Can Cloudflare be used to render images locally?

Outside of DXP environments, for example during local development, you have two options:

  1. Skip services.AddCloudflare() to instead use locally rendered images
  2. Have images render through the DXP environment

The second option requires a public hostname for your environment so Cloudflare can access the original images to transform. This can be achieved for local development using a proxy tunnel service such as ngrok.

You then add something like the following to Startup:

services.AddCloudflare(new CloudflareSettings
{
    SiteHostname = "integration.dxp.uri", // DXP environment where Cloudflare is enabled
    ImagesHostname = "my-localhost.ngrok.io" // Hostname where your local environment is accessible over the internet
});

Should we still have the Adaptive Images cache enabled?

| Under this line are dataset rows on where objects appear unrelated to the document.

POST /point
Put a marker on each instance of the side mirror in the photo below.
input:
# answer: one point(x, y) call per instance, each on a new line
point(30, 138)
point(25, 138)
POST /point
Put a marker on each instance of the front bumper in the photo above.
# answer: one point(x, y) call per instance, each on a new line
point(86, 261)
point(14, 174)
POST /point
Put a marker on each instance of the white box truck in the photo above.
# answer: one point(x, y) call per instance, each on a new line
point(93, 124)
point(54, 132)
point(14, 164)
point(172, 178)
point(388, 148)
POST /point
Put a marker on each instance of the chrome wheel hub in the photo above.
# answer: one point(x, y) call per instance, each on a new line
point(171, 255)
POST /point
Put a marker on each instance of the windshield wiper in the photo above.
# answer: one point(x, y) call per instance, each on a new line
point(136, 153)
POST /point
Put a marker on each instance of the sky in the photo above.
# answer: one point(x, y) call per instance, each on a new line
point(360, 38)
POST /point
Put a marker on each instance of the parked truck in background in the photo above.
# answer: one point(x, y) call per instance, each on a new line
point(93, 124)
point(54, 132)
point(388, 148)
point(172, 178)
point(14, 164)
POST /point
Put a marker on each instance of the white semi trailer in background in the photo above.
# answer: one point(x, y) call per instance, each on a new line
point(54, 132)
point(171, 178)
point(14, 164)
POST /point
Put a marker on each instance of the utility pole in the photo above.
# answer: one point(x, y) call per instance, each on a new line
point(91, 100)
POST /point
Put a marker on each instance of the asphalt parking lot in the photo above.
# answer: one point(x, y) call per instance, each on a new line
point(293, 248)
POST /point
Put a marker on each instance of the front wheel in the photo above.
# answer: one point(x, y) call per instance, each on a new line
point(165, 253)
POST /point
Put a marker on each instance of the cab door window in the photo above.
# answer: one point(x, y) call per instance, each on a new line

Yes, especially if you use image providers for external images, such as from a DAM. This is because images may be loaded locally in some scenarios in the CMS UI, for example in the crop dialog.

For DXP, or other Azure environments, you should use the AdaptiveImages.Azure package for blob storage caching. More details can be found in the SDK documentation.

Do we need to make any additional changes to image properties, crop settings, etc?

No. Cloudflare can be enabled/disabled without affecting any existing images.

Can we revert to locally rendered images?

Yes, simply omit AddCloudflare() to have images rendered by the web app instead.

We are currently using Cloudinary, can we switch to Cloudflare instead?

Yes. Replace AddCloudinary() with AddCloudflare() to render images using Cloudflare instead of Cloudinary.

We are interested, where can we get assistance?

Refer to the Adaptive Images website.